Rey kept scrolling the search results, clicking onto the next page, and then the next, where most people would have given up after the first page. Something caught her eye—a newspaper article. The copy was in Norwegian, but there was a photo of Huakaas, easily a decade younger—though still looking tired and drawn—and on the same page a photo of a woman and girl. They had to be his wife and daughter. Rey copied the URL and dropped it into Google translate. The resultant text was not fluent, but passable English.

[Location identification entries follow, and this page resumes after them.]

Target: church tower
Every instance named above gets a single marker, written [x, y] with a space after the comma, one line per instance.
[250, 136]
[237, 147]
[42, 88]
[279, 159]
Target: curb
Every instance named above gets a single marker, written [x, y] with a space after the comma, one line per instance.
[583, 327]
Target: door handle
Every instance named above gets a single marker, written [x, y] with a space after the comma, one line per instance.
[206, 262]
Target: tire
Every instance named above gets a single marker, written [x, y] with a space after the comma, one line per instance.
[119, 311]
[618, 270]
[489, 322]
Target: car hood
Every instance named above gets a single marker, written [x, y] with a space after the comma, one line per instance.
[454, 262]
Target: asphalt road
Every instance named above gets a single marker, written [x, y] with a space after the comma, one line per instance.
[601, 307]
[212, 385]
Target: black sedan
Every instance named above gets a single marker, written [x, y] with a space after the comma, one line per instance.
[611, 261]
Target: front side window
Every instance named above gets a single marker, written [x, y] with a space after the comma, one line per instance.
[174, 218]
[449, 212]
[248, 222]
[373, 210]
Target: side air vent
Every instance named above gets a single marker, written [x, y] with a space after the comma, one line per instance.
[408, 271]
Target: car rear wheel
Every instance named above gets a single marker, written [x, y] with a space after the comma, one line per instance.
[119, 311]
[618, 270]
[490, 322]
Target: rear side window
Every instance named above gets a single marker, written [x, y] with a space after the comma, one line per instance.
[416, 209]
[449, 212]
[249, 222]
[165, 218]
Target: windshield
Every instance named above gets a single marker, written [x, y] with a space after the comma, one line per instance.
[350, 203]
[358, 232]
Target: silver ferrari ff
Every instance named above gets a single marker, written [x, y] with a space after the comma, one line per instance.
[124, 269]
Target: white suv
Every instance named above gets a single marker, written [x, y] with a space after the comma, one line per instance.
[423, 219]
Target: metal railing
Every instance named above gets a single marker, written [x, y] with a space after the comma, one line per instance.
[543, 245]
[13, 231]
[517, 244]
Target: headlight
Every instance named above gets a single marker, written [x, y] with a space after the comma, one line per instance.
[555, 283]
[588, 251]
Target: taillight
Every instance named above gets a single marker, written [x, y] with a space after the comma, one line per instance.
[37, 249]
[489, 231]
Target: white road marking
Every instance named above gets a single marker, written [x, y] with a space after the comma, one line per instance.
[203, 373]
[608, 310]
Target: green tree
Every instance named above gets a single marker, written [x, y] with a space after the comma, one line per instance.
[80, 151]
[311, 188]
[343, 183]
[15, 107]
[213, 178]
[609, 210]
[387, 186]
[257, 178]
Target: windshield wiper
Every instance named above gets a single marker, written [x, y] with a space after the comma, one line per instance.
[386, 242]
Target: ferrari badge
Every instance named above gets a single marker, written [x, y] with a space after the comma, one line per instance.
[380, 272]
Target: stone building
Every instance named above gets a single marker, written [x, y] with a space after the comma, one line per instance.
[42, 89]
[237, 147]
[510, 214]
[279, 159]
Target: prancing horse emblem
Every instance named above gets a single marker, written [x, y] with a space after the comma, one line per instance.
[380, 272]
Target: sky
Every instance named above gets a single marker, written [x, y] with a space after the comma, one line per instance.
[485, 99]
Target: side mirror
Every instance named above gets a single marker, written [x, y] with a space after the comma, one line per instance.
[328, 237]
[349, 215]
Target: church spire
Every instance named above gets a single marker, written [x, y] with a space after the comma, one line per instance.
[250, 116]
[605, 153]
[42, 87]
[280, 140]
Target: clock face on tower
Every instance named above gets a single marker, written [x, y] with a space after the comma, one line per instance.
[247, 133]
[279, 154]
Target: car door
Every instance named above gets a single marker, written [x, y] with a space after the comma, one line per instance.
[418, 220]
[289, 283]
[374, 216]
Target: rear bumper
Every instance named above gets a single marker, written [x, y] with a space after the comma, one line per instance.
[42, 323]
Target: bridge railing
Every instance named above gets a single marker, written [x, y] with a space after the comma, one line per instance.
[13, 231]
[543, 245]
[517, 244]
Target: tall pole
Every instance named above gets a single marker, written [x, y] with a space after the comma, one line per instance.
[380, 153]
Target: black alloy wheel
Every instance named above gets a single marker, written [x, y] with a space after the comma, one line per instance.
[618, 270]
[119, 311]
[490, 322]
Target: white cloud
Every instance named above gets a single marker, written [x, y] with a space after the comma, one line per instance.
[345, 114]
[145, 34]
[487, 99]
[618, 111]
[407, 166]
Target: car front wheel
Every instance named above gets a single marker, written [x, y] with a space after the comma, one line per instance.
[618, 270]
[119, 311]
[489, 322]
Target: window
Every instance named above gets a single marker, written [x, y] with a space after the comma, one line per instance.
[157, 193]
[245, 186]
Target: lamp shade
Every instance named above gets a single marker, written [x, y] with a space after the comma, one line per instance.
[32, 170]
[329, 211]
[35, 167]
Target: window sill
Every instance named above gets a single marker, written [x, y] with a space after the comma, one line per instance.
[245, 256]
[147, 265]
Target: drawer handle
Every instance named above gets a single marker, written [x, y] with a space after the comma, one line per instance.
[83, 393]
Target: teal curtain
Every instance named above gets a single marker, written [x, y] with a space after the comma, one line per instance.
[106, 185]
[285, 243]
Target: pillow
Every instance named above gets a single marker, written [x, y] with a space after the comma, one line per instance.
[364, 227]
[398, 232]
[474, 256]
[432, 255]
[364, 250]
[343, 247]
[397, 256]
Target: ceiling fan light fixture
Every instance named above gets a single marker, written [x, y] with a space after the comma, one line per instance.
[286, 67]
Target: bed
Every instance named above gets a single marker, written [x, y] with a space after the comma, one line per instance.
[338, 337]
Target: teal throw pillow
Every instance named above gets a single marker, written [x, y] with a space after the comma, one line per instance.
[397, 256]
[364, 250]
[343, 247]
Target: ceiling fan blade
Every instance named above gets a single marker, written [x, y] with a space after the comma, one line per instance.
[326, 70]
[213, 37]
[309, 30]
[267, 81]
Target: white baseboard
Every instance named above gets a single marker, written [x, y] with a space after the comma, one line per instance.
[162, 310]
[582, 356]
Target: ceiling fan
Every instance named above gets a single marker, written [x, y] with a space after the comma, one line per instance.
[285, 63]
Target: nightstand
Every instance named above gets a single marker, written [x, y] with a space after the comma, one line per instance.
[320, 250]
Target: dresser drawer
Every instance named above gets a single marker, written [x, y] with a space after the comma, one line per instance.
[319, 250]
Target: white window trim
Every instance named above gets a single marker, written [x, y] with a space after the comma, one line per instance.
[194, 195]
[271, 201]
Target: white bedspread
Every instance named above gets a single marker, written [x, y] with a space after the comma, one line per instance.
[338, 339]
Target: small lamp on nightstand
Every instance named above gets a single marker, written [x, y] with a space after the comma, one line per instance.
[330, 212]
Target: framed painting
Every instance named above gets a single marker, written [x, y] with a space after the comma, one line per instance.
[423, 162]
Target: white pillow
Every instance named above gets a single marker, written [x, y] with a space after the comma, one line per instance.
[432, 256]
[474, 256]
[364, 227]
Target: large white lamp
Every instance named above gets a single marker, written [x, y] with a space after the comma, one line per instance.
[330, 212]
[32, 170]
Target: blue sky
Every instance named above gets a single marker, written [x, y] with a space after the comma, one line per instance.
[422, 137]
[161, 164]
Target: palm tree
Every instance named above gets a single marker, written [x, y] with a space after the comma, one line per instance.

There had been a lengthy court case, and Huakaas’s position as a detective had meant it made the news. Rey scanned the text and filled in the odd sentences with the words or phrases she felt were trying to be conveyed. Aslaug, his wife, had wanted a divorce. He’d refused, and she’d gone to the newspaper. He was a drunk.
No surprise there, Rey thought, the hum of pain in her hip returning as if to drive the point home. She continued reading.